于本申请实施例中,电子设备1可以为移动终端设备,例如可以包括智能手机、平板电脑、电子书阅读器、膝上型便携计算机、车载电脑、穿戴式移动终端等等。在一些实施方式中,电子设备1可以通过有线或者无线网络与至少一个物联网设备2进行连接,物联网设备2可以是智能家居设备,如其可以是电视、空调、冰箱以及传感器等电子设备1可以传输数据至物联网设备2,物联网设备2也可以将其获取的数据传输至电子设备1,并且当物联网设备2为多个时,所述多个物联网设备2之间也可以进行数据的交互。

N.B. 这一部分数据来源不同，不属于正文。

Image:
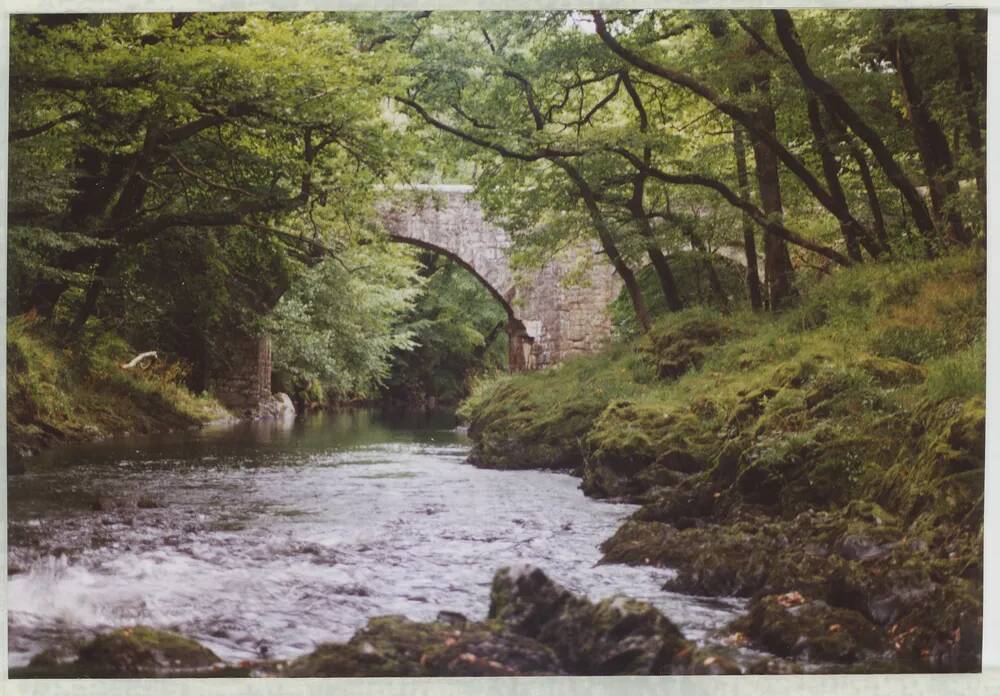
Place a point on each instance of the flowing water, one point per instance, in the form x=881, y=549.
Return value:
x=270, y=538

声纹特征是人体重要生物特征之一,具有较强的个体特殊性,常用于声纹识别、声纹认证等领域作为身份认证的一种特征。目前声纹唤醒技术已经广泛应用于手机等终端设备产品中。在IOT(The Internet of Things,物联网)等产品中的应用也正在慢慢的普及,如在声纹训练的过程中,一般采用用户注册声纹时,一次性采集一定数量的用户语音,然后使用这些采集到的音频,提取声纹信息,生成声纹唤醒模型。另外,IOT设备的声纹训练过程,通常是借助手机等移动终端的APP(APPlication,应用程序。目前IOT 设备的声纹训练需要使用手机等电子设备进行训练,并且需要下载对应的APP等,然后再进行声纹训练,整个过程操作繁琐且复杂,如此导致声纹识别操作不够简单方便。另外,用户在注册声纹唤醒时,通常需要一次性采集多个语音来生成唤醒模型,由于用户在使用声纹唤醒功能时,用户的声纹会随着时间不断发生改变,即产生声纹漂移,导致声纹唤醒率随着时间增长而出现下降情况。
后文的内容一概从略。